A command-line tool that counts clock cycles for MC68k assembly instructions. Useful for optimizing time-critical routines on the Atari ST and other 68k-based systems.
Requires a C++23 compiler (clang++ or g++).
make
make install # installs to /usr/local/bin
make PREFIX=~/.local install # or a custom prefix
$ clccnt -i "move.l d0,(a0)+"
move.l d0,(a0)+ 12 cycles
Variable-timing instructions (MUL, DIV, shifts, Scc) are estimated at a configurable
point between best and worst case. Use -e to adjust (0.0 = best, 1.0 = worst, default 0.5).
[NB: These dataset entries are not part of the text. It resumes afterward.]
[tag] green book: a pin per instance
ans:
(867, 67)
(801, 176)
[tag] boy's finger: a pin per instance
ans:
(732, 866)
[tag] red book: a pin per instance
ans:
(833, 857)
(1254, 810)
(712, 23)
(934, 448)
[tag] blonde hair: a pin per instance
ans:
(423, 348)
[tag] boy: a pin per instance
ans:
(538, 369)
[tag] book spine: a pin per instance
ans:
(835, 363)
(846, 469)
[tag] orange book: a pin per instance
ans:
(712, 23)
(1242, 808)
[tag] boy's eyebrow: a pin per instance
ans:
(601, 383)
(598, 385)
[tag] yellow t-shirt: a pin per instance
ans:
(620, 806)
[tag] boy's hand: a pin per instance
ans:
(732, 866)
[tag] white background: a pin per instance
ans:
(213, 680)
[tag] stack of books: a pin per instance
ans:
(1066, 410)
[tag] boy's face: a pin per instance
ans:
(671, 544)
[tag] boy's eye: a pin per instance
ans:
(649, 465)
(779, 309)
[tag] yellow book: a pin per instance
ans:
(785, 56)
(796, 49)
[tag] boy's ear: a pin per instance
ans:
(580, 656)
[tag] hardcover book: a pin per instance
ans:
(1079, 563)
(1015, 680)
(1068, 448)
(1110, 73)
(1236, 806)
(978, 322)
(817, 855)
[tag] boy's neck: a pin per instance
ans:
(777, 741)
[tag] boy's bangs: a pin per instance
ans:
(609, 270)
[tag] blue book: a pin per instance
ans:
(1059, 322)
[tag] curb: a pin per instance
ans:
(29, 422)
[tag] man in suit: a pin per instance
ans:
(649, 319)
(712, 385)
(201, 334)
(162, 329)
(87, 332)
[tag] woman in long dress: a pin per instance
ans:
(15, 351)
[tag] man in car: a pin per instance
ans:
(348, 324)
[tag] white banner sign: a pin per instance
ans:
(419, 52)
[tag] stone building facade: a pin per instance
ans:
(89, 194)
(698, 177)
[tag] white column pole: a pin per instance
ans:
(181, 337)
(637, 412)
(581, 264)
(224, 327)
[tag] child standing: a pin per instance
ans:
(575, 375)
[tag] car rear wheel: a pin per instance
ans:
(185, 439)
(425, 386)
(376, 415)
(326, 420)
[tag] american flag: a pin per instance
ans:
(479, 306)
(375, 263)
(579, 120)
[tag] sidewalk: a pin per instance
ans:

When a constant operand is given, the exact cycle count is used:
$ clccnt -i "mulu #160,d0"
mulu #160,d0 46 cycles
$ clccnt -e 0.0 -i "mulu d0,d1"
mulu d0,d1 40 cycles
$ clccnt -e 1.0 -i "mulu d0,d1"
mulu d0,d1 72 cycles
Conditional branches show taken and not-taken costs regardless of -e:
$ clccnt -i "bne foo"
bne foo 10-12 cycles
$ clccnt file.s
$ cat file.s | clccnt
Default output shows the cycle range per function. Use -v for per-instruction
detail with block structure and path enumeration:
$ clccnt -v file.s
function my_func:
block 0: my_func
2: tst.w d0 4
3: beq .skip 8 12
block 1:
4: add.w d0,d1 4
block 2: .skip
6: rts 16
path 0>2: 32
path 0>1>2: 32
Loops are indented, with iteration counts in the path notation. Nested loops nest further:
$ clccnt -v fill_screen.s
function fill_screen:
block 0: fill_screen
4: moveq #79,d1 4
block 1: .xloop
6: move.b d0,(a0)+ 8
7: dbf d1,.xloop 16 12
block 2:
8: dbf d2,.yloop 16 12
block 3:
9: rts 16
path (0>(1)*4>2)*4>3: 240
| Flag | Description | Default |
|---|---|---|
-i INST |
Count cycles for a single instruction | — |
-c CPU |
CPU model: 000, 010, 020, 030, 040, 060 | 000 |
-v |
Verbose: show blocks and per-instruction detail | off |
-e F |
Estimate factor 0.0–1.0 for variable-timing instructions | 0.5 |
-b N |
Bus cycles for rounding | from CPU |
-w N |
Bus width in bytes | from CPU |
-n N |
Max loop iterations for path analysis | 4 |
-h |
Show help | — |
| CPU | Bus | Width | Cache | Pipeline |
|---|---|---|---|---|
| 68000 | 4 cycles | 16-bit | — | — |
| 68010 | 4 cycles | 16-bit | — | — |
| 68020 | 2 cycles | 32-bit | 256B I-cache | — |
| 68030 | 2 cycles | 32-bit | 256B I+D cache | — |
| 68040 | 2 cycles | 32-bit | 4KB I+D cache | Stall detection |
| 68060 | 1 cycle | 32-bit | 8KB I+D cache | Dual-issue pairing |
All three common m68k assembly dialects are accepted:
| Form | Motorola | GCC/GAS | MIT |
|---|---|---|---|
| Register | d0, a0 |
%d0, %a0 |
%d0, %a0 |
| Indirect | (a0) |
(%a0) |
%a0@ |
| Post-inc | (a0)+ |
(%a0)+ |
%a0@+ |
| Pre-dec | -(a0) |
-(%a0) |
%a0@- |
| Displacement | 8(a0) |
8(%a0) or (8,%a0) |
%a0@(8) |
| Indexed | 8(a0,d0.w) |
8(%a0,%d0.w) or (8,%a0,%d0.w) |
%a0@(8,%d0:w) |
MIT mnemonic suffixes (movl -> move.l), aliases (jbsr -> bsr), and fp -> a6 are also handled.